The kitchen is hardly better, the counters packed with trash and dirty dishes you know are meant for you to clean up. For a satisfying moment, you imagine stiffening your arm and sweeping everything onto the floor, imagine the bottles shattering against the tile before you pull out a garbage bag from under the sink and get to work. There’s no use complaining—and you can’t ignore it, the trash rising up around your ears while your mother dotes on her favorite son.
Don’t you know what I do for you? What I sacrificed to bring you into this world?
You reach for the faucet, turning it viciously as your eyes water. I wish you fucking hadn’t.

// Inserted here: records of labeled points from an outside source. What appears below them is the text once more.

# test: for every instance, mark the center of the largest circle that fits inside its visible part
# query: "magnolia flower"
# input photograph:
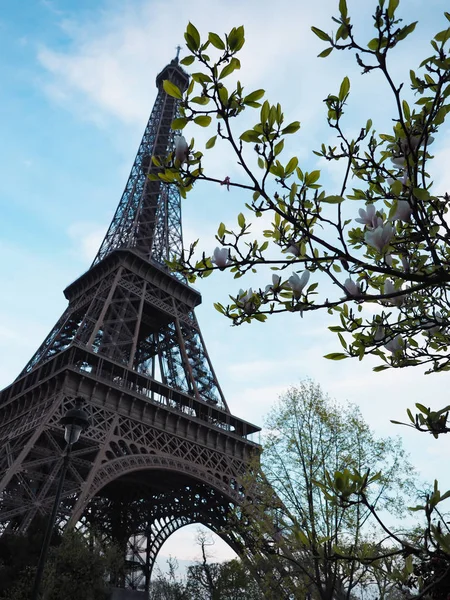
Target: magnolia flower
(293, 249)
(395, 344)
(379, 334)
(181, 149)
(369, 217)
(226, 182)
(352, 288)
(434, 324)
(221, 257)
(245, 301)
(399, 161)
(403, 211)
(390, 289)
(415, 139)
(276, 281)
(380, 237)
(297, 283)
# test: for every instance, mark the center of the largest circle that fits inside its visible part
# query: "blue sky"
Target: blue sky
(77, 88)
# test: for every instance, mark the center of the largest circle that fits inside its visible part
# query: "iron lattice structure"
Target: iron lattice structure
(163, 449)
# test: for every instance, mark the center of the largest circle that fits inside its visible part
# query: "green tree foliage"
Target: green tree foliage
(373, 251)
(326, 526)
(206, 580)
(380, 238)
(230, 580)
(76, 568)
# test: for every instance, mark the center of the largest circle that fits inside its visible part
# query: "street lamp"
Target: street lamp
(75, 421)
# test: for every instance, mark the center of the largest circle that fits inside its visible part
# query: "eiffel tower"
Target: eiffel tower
(163, 449)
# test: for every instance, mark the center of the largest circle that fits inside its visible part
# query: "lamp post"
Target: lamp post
(75, 421)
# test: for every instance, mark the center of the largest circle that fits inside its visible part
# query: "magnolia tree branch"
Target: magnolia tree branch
(394, 251)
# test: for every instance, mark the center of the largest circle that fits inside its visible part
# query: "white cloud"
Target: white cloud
(86, 238)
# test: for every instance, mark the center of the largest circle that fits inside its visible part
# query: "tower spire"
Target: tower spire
(148, 218)
(163, 449)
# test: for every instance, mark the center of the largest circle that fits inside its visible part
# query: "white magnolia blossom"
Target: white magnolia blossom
(221, 257)
(297, 283)
(399, 161)
(394, 345)
(403, 211)
(389, 288)
(415, 141)
(379, 333)
(276, 283)
(379, 237)
(293, 249)
(352, 288)
(369, 217)
(434, 324)
(181, 149)
(245, 301)
(405, 263)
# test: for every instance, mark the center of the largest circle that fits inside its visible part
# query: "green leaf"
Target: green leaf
(250, 136)
(228, 69)
(291, 128)
(373, 44)
(187, 60)
(210, 143)
(291, 166)
(236, 38)
(278, 148)
(325, 52)
(421, 194)
(380, 368)
(216, 41)
(203, 120)
(405, 31)
(179, 123)
(336, 356)
(254, 96)
(265, 110)
(406, 110)
(260, 317)
(344, 89)
(396, 187)
(321, 34)
(392, 7)
(312, 177)
(443, 36)
(333, 199)
(172, 90)
(194, 37)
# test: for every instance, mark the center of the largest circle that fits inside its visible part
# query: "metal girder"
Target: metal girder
(163, 449)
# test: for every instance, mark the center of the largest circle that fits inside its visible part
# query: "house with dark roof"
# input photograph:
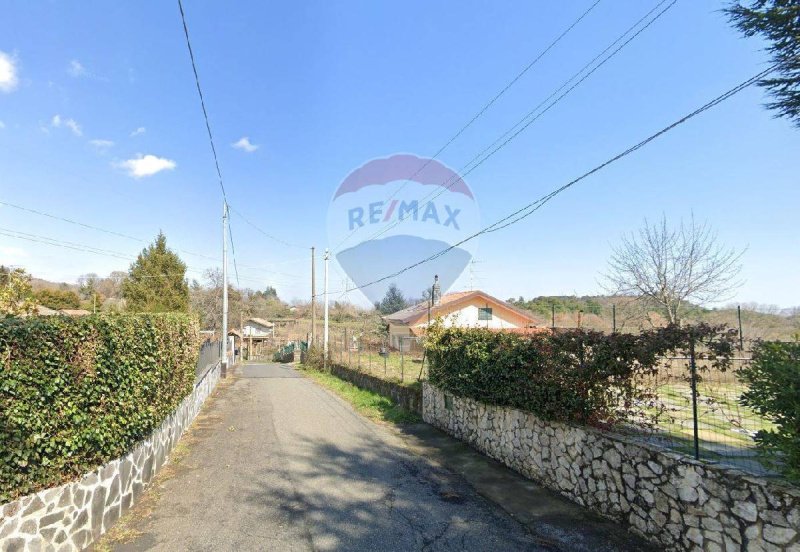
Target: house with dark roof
(466, 309)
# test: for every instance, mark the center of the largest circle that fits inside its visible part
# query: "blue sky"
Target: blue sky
(320, 88)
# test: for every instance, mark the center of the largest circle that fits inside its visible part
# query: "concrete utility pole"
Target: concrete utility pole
(313, 300)
(325, 331)
(224, 289)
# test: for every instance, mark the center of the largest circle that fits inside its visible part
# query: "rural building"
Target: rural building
(465, 309)
(256, 336)
(257, 328)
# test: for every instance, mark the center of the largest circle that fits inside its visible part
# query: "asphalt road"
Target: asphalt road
(278, 463)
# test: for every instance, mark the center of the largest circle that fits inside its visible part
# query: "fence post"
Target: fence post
(614, 318)
(741, 336)
(693, 368)
(402, 372)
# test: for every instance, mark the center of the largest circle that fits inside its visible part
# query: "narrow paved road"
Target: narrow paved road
(278, 463)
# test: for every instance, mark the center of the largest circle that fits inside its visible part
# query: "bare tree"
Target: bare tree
(671, 267)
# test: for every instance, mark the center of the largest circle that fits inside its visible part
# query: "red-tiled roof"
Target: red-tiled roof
(419, 311)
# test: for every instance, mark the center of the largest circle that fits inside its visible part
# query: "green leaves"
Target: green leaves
(78, 392)
(773, 378)
(577, 376)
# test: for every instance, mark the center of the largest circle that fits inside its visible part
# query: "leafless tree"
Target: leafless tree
(670, 267)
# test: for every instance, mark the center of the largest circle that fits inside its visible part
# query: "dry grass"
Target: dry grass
(128, 527)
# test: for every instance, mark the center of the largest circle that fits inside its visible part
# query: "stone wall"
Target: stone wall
(409, 398)
(74, 515)
(666, 497)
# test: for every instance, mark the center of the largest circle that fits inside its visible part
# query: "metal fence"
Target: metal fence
(210, 355)
(698, 411)
(371, 354)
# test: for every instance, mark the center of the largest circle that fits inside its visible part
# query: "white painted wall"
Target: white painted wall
(256, 331)
(465, 317)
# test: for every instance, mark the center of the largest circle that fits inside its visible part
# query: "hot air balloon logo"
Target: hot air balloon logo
(393, 212)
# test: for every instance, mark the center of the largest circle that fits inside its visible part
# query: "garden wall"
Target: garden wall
(668, 498)
(72, 516)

It’s mindless, at least, the cleaning. So much so that when someone raps on the locked screen door from the front of the house you nearly jump out of your skin. You drop the plate you’re washing back into the soapy water, splashing yourself. The knock comes again, more insistent. Probably Uncle Stefan. Left his wallet again. Shaking off the suds, you head for the door, rolling your eyes irritatedly as the banging continues. With a frustrated hmph you yank open the door, eyes narrowed.
“Uncle Stu I don’t know where Momma put your wallet, she’s not home—” The words curl in on themselves in your throat. The man on the porch is most certainly not your uncle.
“Good thing I’m not lookin’ for your Momma.” He flashes you a bright, white smile. It’s hard to talk around the lump in your throat but you manage.
“D’s not here either.” You want to look past him, to stare at the air over his shoulder instead of into those stormy blues, anywhere but at him, but there’s so much of him he has to slouch to fill the doorway. Curtis is wider than last you’d seen him, his blond hair now close-cropped, the beginnings of a beard shadowed around his mouth and jaw. The edges of a tattoo peek out from beneath his sleeves and shirt collar, one he hadn’t had the last time you’d seen him—
Five years ago, in the back of the same cop car as your brother.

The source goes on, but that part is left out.